You knew thats what I meant, right? ;)[p]Anyway, we've got company over tonight and I'm thinking about trying my first whole turkey breast on the egg.[p]I knew the first step in this venture would be to ask YOU about your own TB eggsperiences. C'mon, I meant TURKEY BREAST again! Sheesh, where is your mind this morning? :)[p]I've done the whole bird a few times, but never just breast. Anobody tried one of these? Got some advice for me? Times, temps? I can't stand dry poultry, so it's gotta be juicy.[p]I'm thinking a short bath in a heavy brine (since it wwont have much time in there), then maybe a light herb rub.

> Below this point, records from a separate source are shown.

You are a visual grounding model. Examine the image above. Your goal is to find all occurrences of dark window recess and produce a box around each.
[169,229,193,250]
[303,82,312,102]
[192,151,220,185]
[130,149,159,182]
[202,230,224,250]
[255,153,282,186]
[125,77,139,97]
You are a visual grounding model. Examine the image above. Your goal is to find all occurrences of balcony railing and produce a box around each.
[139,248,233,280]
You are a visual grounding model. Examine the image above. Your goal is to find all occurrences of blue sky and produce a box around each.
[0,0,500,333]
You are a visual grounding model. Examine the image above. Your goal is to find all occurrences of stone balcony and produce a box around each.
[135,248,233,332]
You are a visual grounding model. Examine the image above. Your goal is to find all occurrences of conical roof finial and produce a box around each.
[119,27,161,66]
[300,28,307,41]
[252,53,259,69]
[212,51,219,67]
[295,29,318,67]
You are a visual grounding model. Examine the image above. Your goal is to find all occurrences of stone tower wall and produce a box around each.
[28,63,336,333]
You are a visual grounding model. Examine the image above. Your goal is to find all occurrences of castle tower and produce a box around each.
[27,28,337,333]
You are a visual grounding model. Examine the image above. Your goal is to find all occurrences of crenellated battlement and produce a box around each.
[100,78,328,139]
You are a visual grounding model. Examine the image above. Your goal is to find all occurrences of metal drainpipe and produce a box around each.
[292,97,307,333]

I'll likely serve it with some more of that great parsley-cilantro-butter sauce I mentioned in a post below.[p]Lots of veggies on the side (one of our guests is a veggy-terian) maybe some roasted corn.[p]Thanks all, and happy weekend eggin',
bc

Comments

  • Painter
    Painter Posts: 464
    bc, I do mine on a raised grid over drip pan on bricks at 350°to 375°. Twenty min. average till 160° internal. It will rise 5° resting for ten minutes or so. It always comes out juicy. Go light on the smoke unless everyone likes the smoke. I usually will go with just the lump and get good wood fired taste.
    Painter

  • Painter,
    Yup, I'm definately going light on the smoke.[p]I will, however toss some chardonnay vines I've got on there. Thats typically a light enough flavor smooke for good birds.[p]Thanks for the times and temps!